Title: 2056: Meltdown
Subtitle: The Lost Rule of Law
Author: Philip Altman
Publisher: XlibrisUK
ISBN: 9781543488432
Pages: 304
Genre: Fiction / Thriller / Crime
Reviewed by: Dave Bishop
Pacific Book Review
Philip Altman’s fictional look into the future is dire. It’s 2056 and around the world things are going from bad to worse. Crime and anarchy are rampant. What’s worse, when people do come into contact with the law, they seldom come into contact with justice. The judicial system has gone sour. Bribery is the order of the day. Judges make their rulings not on guilt or innocence but rather on the degree of recompense they personally receive from the plaintiff or the accused.
What has brought about these terrible conditions? In addition to a multitude of problems having a deleterious effect on society, the major misfortune is the lack of judicial independence. The primary culprit in this author’s scenario is the fact that judges’ salaries are controlled by politicians, and therefore subject to the whims of government. This creates a situation where judges are continually being under compensated and therefore easy targets for corruption.
As author Philip Altman points out, in such an environment it is the common man who suffers most. Those unable to financially grease the wheels of justice get separated from many forms of legal aid and even from the greatest aid of all, fairness under the law. This is the premise which anchors this author’s imaginative look some forty years or so into the future.
Fortunately in this fictional world, there are still some good judges and governmental officials left. They get together to try to right society’s wrongs by initiating a system which doesn’t put the judiciary under the command of local government. The British Prime Minister, the U.S. President, and hard-charging blokes from the rank and file of the legal system, set out to put together a more honest and beneficial new world order. Before you know it, the ineffectual United Nations is being replaced by something which more closely resembles the goals and aspirations of the original League of Nations.
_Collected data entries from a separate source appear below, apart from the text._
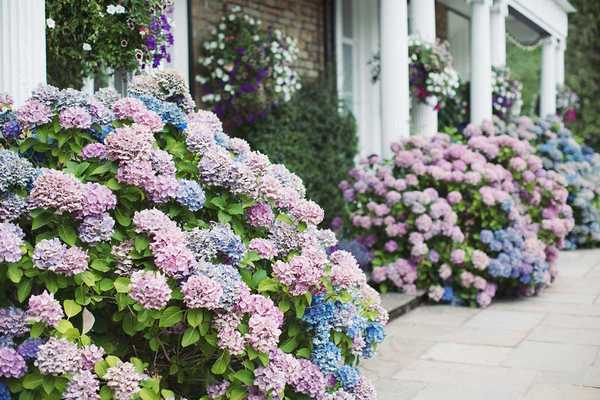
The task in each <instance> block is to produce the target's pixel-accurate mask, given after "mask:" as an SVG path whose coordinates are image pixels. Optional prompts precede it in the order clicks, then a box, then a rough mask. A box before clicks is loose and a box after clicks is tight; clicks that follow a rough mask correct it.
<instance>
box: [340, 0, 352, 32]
mask: <svg viewBox="0 0 600 400" xmlns="http://www.w3.org/2000/svg"><path fill="white" fill-rule="evenodd" d="M352 1H353V0H343V1H342V34H343V35H344V37H347V38H352V37H353V32H352V31H353V29H352V15H353V14H354V13H353V12H352Z"/></svg>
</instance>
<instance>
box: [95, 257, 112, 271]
mask: <svg viewBox="0 0 600 400" xmlns="http://www.w3.org/2000/svg"><path fill="white" fill-rule="evenodd" d="M90 267H91V268H92V269H95V270H96V271H100V272H108V271H110V267H109V266H108V264H107V263H106V261H104V260H101V259H99V258H95V259H94V260H92V262H91V264H90Z"/></svg>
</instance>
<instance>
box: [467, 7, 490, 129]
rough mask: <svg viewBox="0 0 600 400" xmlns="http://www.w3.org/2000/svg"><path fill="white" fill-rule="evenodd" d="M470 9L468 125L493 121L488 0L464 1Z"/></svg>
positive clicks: (489, 33) (489, 30)
mask: <svg viewBox="0 0 600 400" xmlns="http://www.w3.org/2000/svg"><path fill="white" fill-rule="evenodd" d="M467 1H468V2H469V3H470V6H471V29H470V36H471V54H470V63H471V96H470V97H471V99H470V103H471V122H472V123H474V124H478V125H479V124H481V123H482V122H483V121H485V120H491V119H492V57H491V51H490V40H491V39H490V7H491V5H492V1H491V0H467Z"/></svg>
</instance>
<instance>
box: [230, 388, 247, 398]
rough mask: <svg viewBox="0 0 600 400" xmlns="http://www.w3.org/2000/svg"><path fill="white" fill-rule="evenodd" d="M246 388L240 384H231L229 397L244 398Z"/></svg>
mask: <svg viewBox="0 0 600 400" xmlns="http://www.w3.org/2000/svg"><path fill="white" fill-rule="evenodd" d="M246 394H247V392H246V389H244V388H242V387H240V386H233V387H232V388H231V389H229V399H230V400H241V399H244V398H246Z"/></svg>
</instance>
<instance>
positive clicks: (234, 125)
mask: <svg viewBox="0 0 600 400" xmlns="http://www.w3.org/2000/svg"><path fill="white" fill-rule="evenodd" d="M261 25H262V23H261V21H260V20H258V19H256V18H254V17H251V16H249V15H246V14H244V13H242V11H241V8H240V7H239V6H234V7H232V9H231V13H230V14H228V15H226V16H224V17H222V18H221V21H220V22H219V24H218V25H217V26H216V27H215V28H214V29H213V31H212V36H211V37H210V38H209V39H208V40H207V41H206V42H204V45H203V48H202V56H201V58H200V61H199V62H200V68H201V72H200V74H199V75H198V76H196V80H197V81H198V82H199V83H200V84H201V89H202V102H203V103H204V104H205V105H207V106H208V107H211V108H212V110H213V111H214V112H215V113H216V114H217V116H219V117H220V118H222V119H223V121H224V122H225V123H226V124H227V125H228V126H229V125H230V124H231V126H232V127H234V128H235V127H240V126H243V125H246V124H252V123H254V121H256V120H257V119H259V118H262V117H264V116H265V115H266V114H267V113H268V112H269V110H270V109H271V108H272V107H273V106H276V105H277V104H278V103H282V102H287V101H289V100H290V99H291V97H292V95H293V94H294V92H296V91H297V90H298V89H299V88H300V87H301V85H300V81H299V75H298V73H297V72H296V71H295V70H294V68H293V64H294V62H295V61H296V59H297V58H298V47H297V45H296V40H295V39H293V38H292V37H289V36H285V35H284V34H283V33H282V32H281V31H279V30H277V29H272V28H270V27H269V28H268V29H266V30H265V29H263V28H262V26H261Z"/></svg>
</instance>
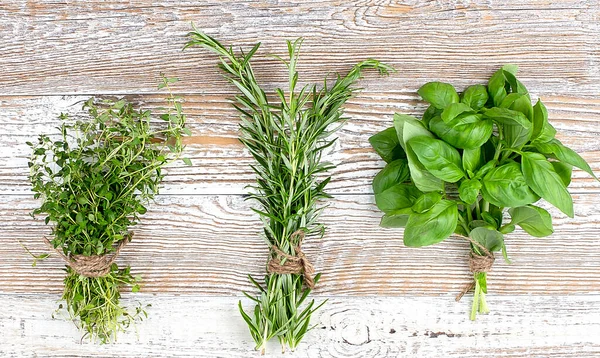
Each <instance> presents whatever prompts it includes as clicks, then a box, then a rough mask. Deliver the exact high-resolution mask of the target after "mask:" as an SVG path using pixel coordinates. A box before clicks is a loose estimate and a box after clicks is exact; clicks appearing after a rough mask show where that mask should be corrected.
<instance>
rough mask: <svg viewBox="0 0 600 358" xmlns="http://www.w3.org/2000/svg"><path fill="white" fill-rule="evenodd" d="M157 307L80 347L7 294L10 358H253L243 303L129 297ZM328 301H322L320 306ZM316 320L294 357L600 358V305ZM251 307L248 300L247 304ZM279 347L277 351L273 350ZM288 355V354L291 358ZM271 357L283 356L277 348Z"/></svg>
mask: <svg viewBox="0 0 600 358" xmlns="http://www.w3.org/2000/svg"><path fill="white" fill-rule="evenodd" d="M126 297H128V299H125V300H124V302H126V303H127V302H131V301H132V300H134V299H135V300H136V301H138V300H139V301H141V302H144V303H152V307H151V308H150V309H149V318H148V319H147V320H146V321H145V322H142V323H140V324H139V325H137V327H136V330H137V334H136V332H135V331H134V330H132V331H131V332H128V333H127V334H123V335H121V336H120V338H119V341H118V342H117V343H116V344H109V345H103V346H98V345H93V344H90V343H89V342H83V343H80V336H81V334H80V333H79V332H78V331H77V330H76V329H75V327H74V325H73V324H72V323H71V322H69V321H67V320H63V319H54V320H53V319H52V318H51V314H52V312H53V311H54V310H55V309H56V301H55V298H54V297H52V296H49V295H41V296H37V295H36V296H33V295H0V305H1V306H2V307H3V309H2V310H0V329H1V330H2V335H0V355H2V356H3V357H37V356H44V357H76V356H78V357H80V356H86V357H140V356H169V357H173V356H177V357H198V356H202V357H249V356H252V355H253V354H258V353H254V352H253V351H252V347H253V342H252V339H251V338H250V335H249V333H248V332H247V328H246V326H245V323H244V322H243V320H242V319H241V318H240V316H239V313H238V311H237V307H236V304H237V300H238V299H237V298H233V297H195V296H190V295H186V296H180V297H173V296H166V295H164V296H161V297H157V296H151V295H147V294H146V295H144V294H140V295H126ZM323 298H325V297H323ZM327 298H328V299H329V300H328V302H327V304H326V305H325V306H324V307H323V308H322V309H321V310H320V311H318V313H317V314H315V316H313V323H315V324H316V328H315V329H314V330H313V331H311V332H310V333H309V334H308V335H307V336H306V338H305V340H304V341H303V342H302V343H301V344H300V346H299V347H298V349H297V351H296V352H295V354H294V355H293V356H294V357H311V358H314V357H344V358H345V357H406V356H421V357H477V358H480V357H499V356H502V357H577V358H580V357H592V356H598V355H600V344H599V342H598V337H597V332H598V330H600V296H598V295H593V296H592V295H589V296H495V297H490V298H489V304H490V307H491V309H492V312H491V313H490V314H489V315H488V316H480V317H478V320H477V321H476V322H471V321H469V320H468V317H467V315H466V313H465V312H466V311H467V309H468V306H469V303H468V302H467V300H465V301H464V302H460V303H455V302H454V301H453V300H452V299H451V297H448V296H444V297H435V298H433V297H419V298H414V297H413V298H409V297H396V298H387V297H380V298H349V297H346V298H340V297H327ZM244 303H245V304H246V305H247V306H249V302H247V300H246V301H245V302H244ZM273 343H274V342H273ZM288 354H289V353H288ZM266 356H267V357H280V356H281V353H280V348H279V347H278V345H277V344H276V343H274V344H272V345H271V346H270V347H269V351H268V354H267V355H266Z"/></svg>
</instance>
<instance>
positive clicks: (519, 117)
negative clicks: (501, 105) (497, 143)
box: [484, 107, 532, 148]
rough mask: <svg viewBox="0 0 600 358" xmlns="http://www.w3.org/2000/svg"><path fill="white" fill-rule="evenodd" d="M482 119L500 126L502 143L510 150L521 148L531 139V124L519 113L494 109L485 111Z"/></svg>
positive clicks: (506, 108)
mask: <svg viewBox="0 0 600 358" xmlns="http://www.w3.org/2000/svg"><path fill="white" fill-rule="evenodd" d="M484 117H486V118H490V119H492V120H493V121H494V122H496V123H498V125H502V128H503V129H504V141H505V142H506V145H508V146H509V147H510V148H521V147H522V146H523V145H524V144H525V143H527V142H528V141H529V139H530V138H531V133H532V124H531V122H530V121H529V120H528V119H527V117H525V115H524V114H523V113H521V112H517V111H513V110H511V109H507V108H500V107H494V108H491V109H488V110H487V111H485V112H484Z"/></svg>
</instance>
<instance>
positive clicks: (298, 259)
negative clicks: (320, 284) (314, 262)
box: [267, 229, 315, 289]
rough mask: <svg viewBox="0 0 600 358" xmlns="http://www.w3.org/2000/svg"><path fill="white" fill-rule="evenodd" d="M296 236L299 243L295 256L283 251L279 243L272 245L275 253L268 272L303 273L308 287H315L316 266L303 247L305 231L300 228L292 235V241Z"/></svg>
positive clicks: (311, 288) (271, 248)
mask: <svg viewBox="0 0 600 358" xmlns="http://www.w3.org/2000/svg"><path fill="white" fill-rule="evenodd" d="M294 238H298V244H297V245H296V246H295V247H294V252H295V253H296V255H295V256H293V255H289V254H287V253H285V252H283V251H281V249H280V248H279V247H277V245H273V246H271V252H272V253H273V254H274V255H272V256H271V259H270V260H269V262H268V263H267V272H268V273H277V274H297V275H302V276H304V284H305V285H306V287H308V288H310V289H313V288H314V287H315V279H314V273H315V268H314V266H313V265H312V264H311V263H310V261H308V258H307V257H306V255H305V254H304V252H302V248H301V244H302V240H304V231H303V230H301V229H300V230H298V231H296V232H294V233H293V234H292V235H290V239H292V240H290V241H293V239H294Z"/></svg>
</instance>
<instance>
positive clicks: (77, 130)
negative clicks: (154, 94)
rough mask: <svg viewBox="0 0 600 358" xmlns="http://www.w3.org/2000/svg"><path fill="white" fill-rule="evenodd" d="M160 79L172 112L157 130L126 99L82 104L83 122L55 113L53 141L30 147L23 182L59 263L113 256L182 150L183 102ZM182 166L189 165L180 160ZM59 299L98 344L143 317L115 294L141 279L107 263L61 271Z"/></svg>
mask: <svg viewBox="0 0 600 358" xmlns="http://www.w3.org/2000/svg"><path fill="white" fill-rule="evenodd" d="M175 81H176V79H172V78H166V77H164V76H163V81H162V84H161V85H160V88H167V89H168V90H169V97H168V98H167V101H168V102H169V105H170V106H169V107H170V109H168V110H166V113H164V114H163V115H161V116H160V118H161V119H162V120H163V121H164V122H165V123H164V124H163V125H161V126H159V127H160V128H155V127H157V126H155V125H153V124H151V118H152V114H151V113H150V111H147V110H136V109H135V108H134V106H133V104H131V103H128V102H127V101H125V100H119V101H116V102H113V101H108V100H104V101H100V100H96V99H94V98H90V99H89V100H87V101H86V102H85V104H84V106H83V108H84V109H86V110H87V112H88V114H89V117H90V118H89V120H73V119H71V118H70V117H69V116H68V115H66V114H61V116H60V119H61V120H62V123H61V125H60V126H59V127H58V128H57V129H58V130H59V132H60V134H59V135H57V136H50V135H45V134H42V135H40V136H39V137H38V140H37V142H36V143H35V144H34V143H31V142H27V144H28V145H29V146H30V147H31V148H32V151H33V153H32V155H31V158H30V161H29V167H30V171H31V172H30V176H29V179H30V181H31V184H32V190H33V191H34V193H35V194H34V197H35V198H36V199H40V200H41V202H42V204H41V206H40V207H38V208H36V209H35V210H33V212H32V215H33V216H36V215H42V214H43V215H45V223H46V224H49V223H52V224H53V225H52V235H51V236H52V238H51V240H50V242H51V245H52V246H53V247H54V249H56V250H60V251H61V252H62V253H63V254H64V257H65V258H73V257H77V256H85V257H89V256H95V255H98V256H102V255H107V254H111V253H112V252H114V251H115V246H117V244H118V243H119V242H120V241H122V240H129V238H130V235H129V234H128V230H129V229H130V228H131V227H132V226H134V225H136V224H137V223H138V222H139V220H140V215H143V214H144V213H145V212H146V205H147V204H148V203H149V202H150V201H151V200H153V199H154V197H155V196H156V194H158V190H159V185H160V183H161V181H162V179H163V177H164V174H163V172H162V167H163V166H165V165H166V164H168V163H170V162H172V161H174V160H176V159H178V158H179V157H180V154H181V152H182V150H183V148H184V147H183V145H182V136H183V135H185V134H189V133H190V132H189V130H188V129H187V128H185V121H186V118H185V115H184V114H183V111H182V107H181V99H180V98H178V97H175V96H173V94H172V93H171V91H170V88H169V84H170V83H173V82H175ZM186 162H187V160H186ZM65 271H66V273H67V276H66V277H65V279H64V285H65V287H64V293H63V299H64V300H65V302H66V308H67V311H68V312H69V314H70V316H71V317H72V319H73V320H74V321H75V323H76V324H78V325H79V326H80V327H81V328H82V329H83V330H84V331H85V332H86V335H89V336H90V338H91V339H92V340H96V339H98V340H99V341H100V342H103V343H104V342H108V341H112V340H114V338H115V337H116V333H117V332H118V331H122V330H124V329H125V328H126V327H128V326H129V325H130V324H131V323H133V322H135V321H136V320H137V319H138V318H143V316H145V312H144V310H143V308H142V307H141V306H140V307H138V308H137V309H136V312H135V313H133V314H131V313H128V311H127V310H126V308H124V307H122V306H121V305H120V304H119V299H120V293H119V289H120V288H122V287H123V286H126V285H130V286H132V290H133V291H134V292H137V291H138V290H139V281H140V278H139V277H133V276H132V275H131V273H130V268H129V267H126V268H123V269H119V268H118V267H117V265H116V264H114V263H113V264H112V265H111V267H110V270H109V272H108V273H107V274H106V275H102V276H100V277H89V276H85V275H83V274H81V273H78V272H76V271H75V270H74V269H73V268H72V267H69V266H67V268H66V269H65Z"/></svg>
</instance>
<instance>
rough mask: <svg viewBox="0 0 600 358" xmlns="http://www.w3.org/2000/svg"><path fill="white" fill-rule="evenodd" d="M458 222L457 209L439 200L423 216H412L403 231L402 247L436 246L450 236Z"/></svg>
mask: <svg viewBox="0 0 600 358" xmlns="http://www.w3.org/2000/svg"><path fill="white" fill-rule="evenodd" d="M457 221H458V207H457V206H456V203H454V202H453V201H449V200H441V201H440V202H439V203H437V204H436V205H434V206H433V207H432V208H431V209H430V210H429V211H427V212H425V213H423V214H412V215H411V216H410V218H409V219H408V222H407V223H406V229H405V230H404V245H406V246H410V247H421V246H427V245H433V244H436V243H438V242H440V241H442V240H444V239H445V238H447V237H448V236H450V235H452V233H453V232H454V229H455V228H456V224H457Z"/></svg>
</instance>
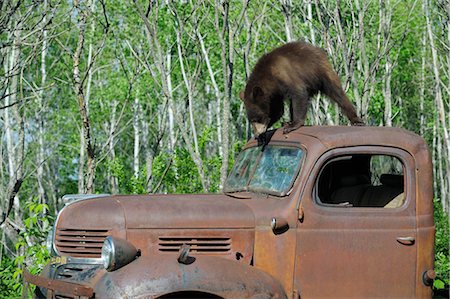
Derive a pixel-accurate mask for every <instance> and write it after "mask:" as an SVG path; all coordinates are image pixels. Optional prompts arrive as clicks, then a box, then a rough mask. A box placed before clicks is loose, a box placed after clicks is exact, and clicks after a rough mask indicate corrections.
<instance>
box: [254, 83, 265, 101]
mask: <svg viewBox="0 0 450 299" xmlns="http://www.w3.org/2000/svg"><path fill="white" fill-rule="evenodd" d="M263 96H264V91H263V90H262V88H261V87H259V86H255V87H253V90H252V99H253V100H256V99H258V98H259V97H263Z"/></svg>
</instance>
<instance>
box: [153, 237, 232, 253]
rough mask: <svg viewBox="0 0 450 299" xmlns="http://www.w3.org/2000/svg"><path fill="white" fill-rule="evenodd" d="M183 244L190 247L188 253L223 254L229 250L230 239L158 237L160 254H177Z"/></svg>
mask: <svg viewBox="0 0 450 299" xmlns="http://www.w3.org/2000/svg"><path fill="white" fill-rule="evenodd" d="M183 244H186V245H189V246H191V249H190V252H192V253H197V254H225V253H228V252H230V250H231V239H230V238H227V237H160V238H159V242H158V245H159V247H158V249H159V251H161V252H178V251H179V250H180V248H181V246H182V245H183Z"/></svg>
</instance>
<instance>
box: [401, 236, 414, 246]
mask: <svg viewBox="0 0 450 299" xmlns="http://www.w3.org/2000/svg"><path fill="white" fill-rule="evenodd" d="M415 241H416V238H414V237H398V238H397V242H399V243H400V244H403V245H413V244H414V242H415Z"/></svg>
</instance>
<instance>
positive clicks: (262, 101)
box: [239, 86, 276, 137]
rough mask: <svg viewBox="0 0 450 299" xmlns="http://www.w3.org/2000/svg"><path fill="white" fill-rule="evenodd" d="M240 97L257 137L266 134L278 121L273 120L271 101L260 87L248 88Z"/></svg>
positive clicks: (258, 86)
mask: <svg viewBox="0 0 450 299" xmlns="http://www.w3.org/2000/svg"><path fill="white" fill-rule="evenodd" d="M239 97H240V99H241V100H242V101H243V102H244V105H245V109H246V110H247V118H248V120H249V122H250V123H251V125H252V129H253V133H254V134H255V137H258V136H259V135H261V134H264V133H265V132H266V131H267V129H268V128H269V127H270V126H271V125H273V123H274V122H275V121H276V120H275V121H273V120H272V118H271V111H270V110H271V109H270V99H268V98H267V97H266V95H265V93H264V91H263V90H262V88H261V87H259V86H254V87H253V88H246V89H245V92H244V91H241V92H240V93H239Z"/></svg>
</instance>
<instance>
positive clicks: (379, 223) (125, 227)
mask: <svg viewBox="0 0 450 299" xmlns="http://www.w3.org/2000/svg"><path fill="white" fill-rule="evenodd" d="M432 190H433V183H432V166H431V160H430V153H429V150H428V147H427V145H426V143H425V141H424V140H423V139H422V138H421V137H420V136H418V135H416V134H414V133H412V132H409V131H406V130H403V129H400V128H385V127H350V126H305V127H301V128H300V129H298V130H295V131H293V132H291V133H289V134H283V133H282V130H274V131H269V132H267V133H266V134H265V138H264V140H263V141H261V139H260V140H255V139H254V138H253V139H251V140H249V142H248V143H247V144H246V145H245V146H244V147H243V150H242V151H241V152H240V154H239V155H238V156H237V158H236V159H235V162H234V166H233V168H232V170H231V171H230V173H229V176H228V178H227V181H226V183H225V185H224V187H223V192H222V193H220V194H196V195H194V194H189V195H186V194H177V195H169V194H146V195H111V196H108V195H79V196H66V200H67V201H68V204H67V205H66V206H65V207H64V208H63V209H62V210H61V211H60V212H59V214H58V216H57V219H56V221H55V224H54V229H53V231H52V234H51V235H50V240H49V241H50V242H49V244H50V250H51V251H52V254H53V257H52V259H51V261H50V262H49V264H48V265H47V266H46V267H45V268H44V269H43V271H42V273H41V274H40V275H31V274H30V273H29V272H27V271H25V273H24V278H25V280H26V281H27V282H28V283H31V284H34V285H36V286H37V288H36V294H37V296H38V297H46V298H255V299H256V298H258V299H261V298H326V297H328V298H430V297H431V296H432V288H431V286H432V283H433V279H434V278H435V272H434V269H433V267H434V266H433V262H434V233H435V226H434V220H433V191H432Z"/></svg>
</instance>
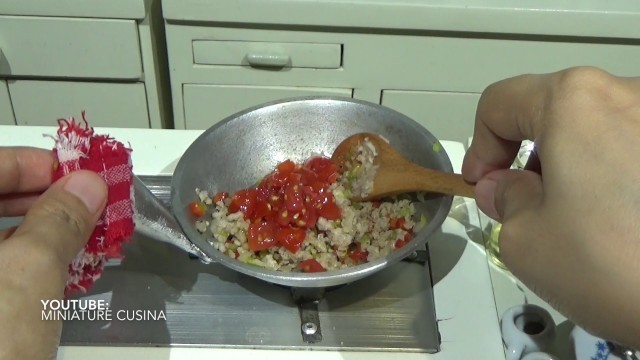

A federal system of government, somewhat similar to America’s, is being looked into as a potential governing option for the world, as are a singular monetary system, global police force and more.
Rather than laying out all of the above in a scholarly diatribe or boring polemic, Altman has chosen to wrap his thesis in a rousing adventure yarn. The problems of uncontrolled immigration, overpopulation, climate change, the collapse of the court system and more, are all woven into an international thriller that pits a team of idealistic legal-eagles against dictators, spies, and villains of various stripes. The good guys encounter muggings, assassination attempts, coup d’états, plus a potpourri of futuristic gadgets such as invisible cloaks, anti-brainwashing headgear, and other paraphernalia which would make James Bond seem positively old school.
Where plot is concerned, one must definitely be into the willing suspension of disbelief as a cacophony of coincidences pile one upon another. You may be happy to hear though, that sex is still around in 2056. But in this tale, unlike many others today, it’s modestly alluded to rather than graphically portrayed. And whether intended or not, a degree of whimsy seeps in and out of the narrative that occasionally softens its overall activist call to arms. However, unlike other novelists who are merely content to issue dire warnings of calamities to come, you’ll definitely find proposed solutions from the author of 2056: Meltdown.